Brayden Point will never be the tallest player on any team.
However, his size — 5’9, 160 pounds — shouldn’t be the reason he drops late into the second or third round of the National Hockey League draft this weekend.
Point is already in Philadelphia and awaiting his name to be called by one of the 30 NHL franchises.
“Growing up, I’ve always been a smaller player. I’ve never let it bother me,” Point told the Calgary Herald. “There’s guys in the NHL that are smaller players and end up playing big roles on their teams. I don’t think size is a huge factor in the game, if you can think the game.”
Point has always been a big role player, from midget AAA to the Western Hockey League.

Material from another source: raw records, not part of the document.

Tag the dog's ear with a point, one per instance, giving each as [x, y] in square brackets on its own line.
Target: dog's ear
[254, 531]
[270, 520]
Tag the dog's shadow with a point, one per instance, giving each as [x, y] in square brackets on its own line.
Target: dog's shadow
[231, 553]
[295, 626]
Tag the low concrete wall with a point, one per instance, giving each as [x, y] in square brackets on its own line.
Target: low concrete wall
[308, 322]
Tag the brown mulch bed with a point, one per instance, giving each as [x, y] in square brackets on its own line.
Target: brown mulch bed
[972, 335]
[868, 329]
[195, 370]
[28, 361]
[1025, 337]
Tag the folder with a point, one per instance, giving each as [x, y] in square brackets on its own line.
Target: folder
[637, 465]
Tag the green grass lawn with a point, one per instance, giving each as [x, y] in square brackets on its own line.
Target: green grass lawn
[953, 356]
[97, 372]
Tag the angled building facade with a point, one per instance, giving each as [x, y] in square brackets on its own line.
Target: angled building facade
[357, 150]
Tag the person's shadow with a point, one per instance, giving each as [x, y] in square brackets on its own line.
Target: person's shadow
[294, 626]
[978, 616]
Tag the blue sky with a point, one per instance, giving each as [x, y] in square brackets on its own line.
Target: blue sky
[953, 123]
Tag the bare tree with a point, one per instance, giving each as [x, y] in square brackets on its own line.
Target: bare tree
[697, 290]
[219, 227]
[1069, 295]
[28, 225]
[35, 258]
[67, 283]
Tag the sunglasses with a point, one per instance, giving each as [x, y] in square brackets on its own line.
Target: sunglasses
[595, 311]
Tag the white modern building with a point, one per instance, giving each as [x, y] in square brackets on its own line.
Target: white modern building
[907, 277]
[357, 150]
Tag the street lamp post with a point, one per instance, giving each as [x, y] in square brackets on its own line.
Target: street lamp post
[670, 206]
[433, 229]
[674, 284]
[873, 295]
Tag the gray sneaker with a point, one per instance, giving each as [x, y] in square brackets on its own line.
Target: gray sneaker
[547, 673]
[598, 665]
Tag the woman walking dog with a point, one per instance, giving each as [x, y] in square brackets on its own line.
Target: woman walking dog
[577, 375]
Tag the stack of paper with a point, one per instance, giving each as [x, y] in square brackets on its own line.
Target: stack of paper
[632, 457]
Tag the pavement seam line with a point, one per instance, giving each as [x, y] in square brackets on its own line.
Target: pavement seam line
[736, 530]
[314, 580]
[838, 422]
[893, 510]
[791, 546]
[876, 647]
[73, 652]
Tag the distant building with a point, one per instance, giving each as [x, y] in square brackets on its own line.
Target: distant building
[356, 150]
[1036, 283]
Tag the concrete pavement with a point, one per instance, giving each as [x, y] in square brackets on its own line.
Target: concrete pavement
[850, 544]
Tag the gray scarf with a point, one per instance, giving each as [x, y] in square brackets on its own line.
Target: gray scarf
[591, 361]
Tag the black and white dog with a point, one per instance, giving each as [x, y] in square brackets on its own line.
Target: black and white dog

He burst onto the scene as a 15-year-old with the Moose Jaw Warriors in the 2011-12 playoffs. He scored seven goals in 14 games.
In his rookie year, he put up 57 points. This season, he exploded for 91 points and carried the Warriors on his back.
He was the third-leading scorer for draft-eligible WHL class, only trailing Kootenay’s Sam Reinhart and Raiders’ star Leon Draisaitl.
More importantly, Point was in on almost 50 per cent of the Warriors goals. He was crucial to their 21 wins this year.
He was also part of Team Canada’s gold medal team at the 2013 Ian Hlinka Memorial Tournament.
Point has developed into a solid two-way player. He is gritty and plays with a physical edge. He played on the power play due to his speed and offensive skill, but also on the penalty kill because of his aggressive fore-check and determination.
All of Point’s teammates and coaches, including Mike Stothers of the Warriors have all stated how determined he his.
I spoke with Stothers in January about the correlation between Point and the Warriors success thus far that season.
“I don’t think there is anybody that has done more for their organization or hockey club than Pointer,” he said. “For what we have and where we are, it is a direct reflection on the contribution of Brayden Point.”
For what its worth, Point is not a puck-hog — he had more assists than goals last season.
According to the same Calgary Herald story, 14 teams interviewed Point.
It will be a shame if teams downgrade the Calgary native just because of his size.
In my opinion, Point should be a good late first round pick, if not an early second round pick.
Central Scouting has him listed at 31 and points to his vision and how dynamic he is with the puck.
Point’s game will probably translate well into a second or third line centre in the NHL.
A good comparison for Point could be Brendan Gallagher, although he tries to emulate Tyler Ennis. He isn’t big, but he plays bigger than his size.
Point could be a steal for a team willing to take a chance.